Independent thesis Advanced level (degree of Master (Two Years)), 20 credits / 30 HE credits
This thesis focuses on learning natural language interfaces using synchronous
grammars, l-calculus and statistical modeling of parse probabilities. A major
focus of the thesis has been to replicate Mooney and Wong’s l-WASP  algorithm
and implement it inside the C-PHRASE  Natural Language Interface
(NLI) system. By doing this we can use C-PHRASE’s more expressive and transportable
meaning representation language (MRL), rather than the PROLOG-based
MRL Mooney and Wong used.
Our system, the C-PHRASE LEARNER, relaxes some constraints in l-WASP
to allow use of more flexible MRL grammars. We also reformulate the algorithm
in terms of operations on trees to clarify and simplify the approach.

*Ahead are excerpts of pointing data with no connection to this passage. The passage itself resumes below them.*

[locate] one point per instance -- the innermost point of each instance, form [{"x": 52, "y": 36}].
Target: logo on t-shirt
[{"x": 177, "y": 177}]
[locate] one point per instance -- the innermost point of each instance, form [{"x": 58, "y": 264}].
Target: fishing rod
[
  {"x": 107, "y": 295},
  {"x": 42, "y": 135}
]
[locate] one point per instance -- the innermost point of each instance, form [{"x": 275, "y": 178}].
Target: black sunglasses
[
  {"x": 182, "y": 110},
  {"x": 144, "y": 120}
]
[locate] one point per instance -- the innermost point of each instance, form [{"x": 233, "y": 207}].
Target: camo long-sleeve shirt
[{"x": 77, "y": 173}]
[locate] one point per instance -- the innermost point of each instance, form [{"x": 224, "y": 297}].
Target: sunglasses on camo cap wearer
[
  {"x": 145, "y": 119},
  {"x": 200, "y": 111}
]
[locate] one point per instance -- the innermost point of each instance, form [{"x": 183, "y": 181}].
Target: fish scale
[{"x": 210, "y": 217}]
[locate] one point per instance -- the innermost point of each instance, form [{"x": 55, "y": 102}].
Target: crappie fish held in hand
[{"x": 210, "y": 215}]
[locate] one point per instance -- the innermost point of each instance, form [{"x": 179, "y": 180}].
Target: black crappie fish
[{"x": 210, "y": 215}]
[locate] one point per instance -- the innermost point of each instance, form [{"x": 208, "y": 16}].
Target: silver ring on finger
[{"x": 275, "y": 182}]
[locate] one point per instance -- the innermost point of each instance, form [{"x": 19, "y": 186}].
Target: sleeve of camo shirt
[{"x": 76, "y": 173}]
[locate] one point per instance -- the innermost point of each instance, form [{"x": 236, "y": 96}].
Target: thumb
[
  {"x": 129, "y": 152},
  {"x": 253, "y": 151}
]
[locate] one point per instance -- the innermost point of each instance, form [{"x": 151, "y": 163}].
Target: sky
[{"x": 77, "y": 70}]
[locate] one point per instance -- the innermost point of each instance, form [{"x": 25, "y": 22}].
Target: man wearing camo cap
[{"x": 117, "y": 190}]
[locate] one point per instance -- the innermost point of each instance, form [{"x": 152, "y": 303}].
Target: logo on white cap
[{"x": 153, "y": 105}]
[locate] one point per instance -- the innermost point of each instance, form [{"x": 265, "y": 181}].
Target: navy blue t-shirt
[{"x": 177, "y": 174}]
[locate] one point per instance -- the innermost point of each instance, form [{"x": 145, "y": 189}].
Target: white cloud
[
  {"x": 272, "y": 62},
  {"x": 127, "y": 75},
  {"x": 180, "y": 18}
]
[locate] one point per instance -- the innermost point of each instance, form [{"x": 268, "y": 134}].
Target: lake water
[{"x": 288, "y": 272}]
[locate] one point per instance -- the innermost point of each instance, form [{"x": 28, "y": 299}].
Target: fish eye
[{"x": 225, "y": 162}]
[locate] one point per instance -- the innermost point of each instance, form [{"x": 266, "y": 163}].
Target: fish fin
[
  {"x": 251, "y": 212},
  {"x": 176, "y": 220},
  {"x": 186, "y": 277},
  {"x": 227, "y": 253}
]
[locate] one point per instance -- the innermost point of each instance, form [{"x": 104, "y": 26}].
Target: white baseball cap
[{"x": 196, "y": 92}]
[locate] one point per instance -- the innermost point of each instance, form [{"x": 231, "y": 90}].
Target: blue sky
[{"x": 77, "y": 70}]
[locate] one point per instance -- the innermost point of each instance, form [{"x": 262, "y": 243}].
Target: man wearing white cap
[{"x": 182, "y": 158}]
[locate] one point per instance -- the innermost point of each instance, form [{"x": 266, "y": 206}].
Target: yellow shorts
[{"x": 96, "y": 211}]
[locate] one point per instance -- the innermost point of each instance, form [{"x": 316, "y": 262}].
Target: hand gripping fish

We test the
C-PHRASE LEARNER over the US geography corpus GEOQUERY and produce
precision and recall results slightly below those achieved by l-WASP. This was
expected as we have fewer domain restrictions due to our more expressive and
portable MRL grammar.
Our work on the C-PHRASE LEARNER system has also revealed some promising
avenues of future research including, among others, alternative statistical alignment
strategies, integrating linguistic theories into our learning algorithm and
ways to improve named entity recognition. C-PHRASE LEARNER is presented
as open source to the community to allow anyone to expand upon this work.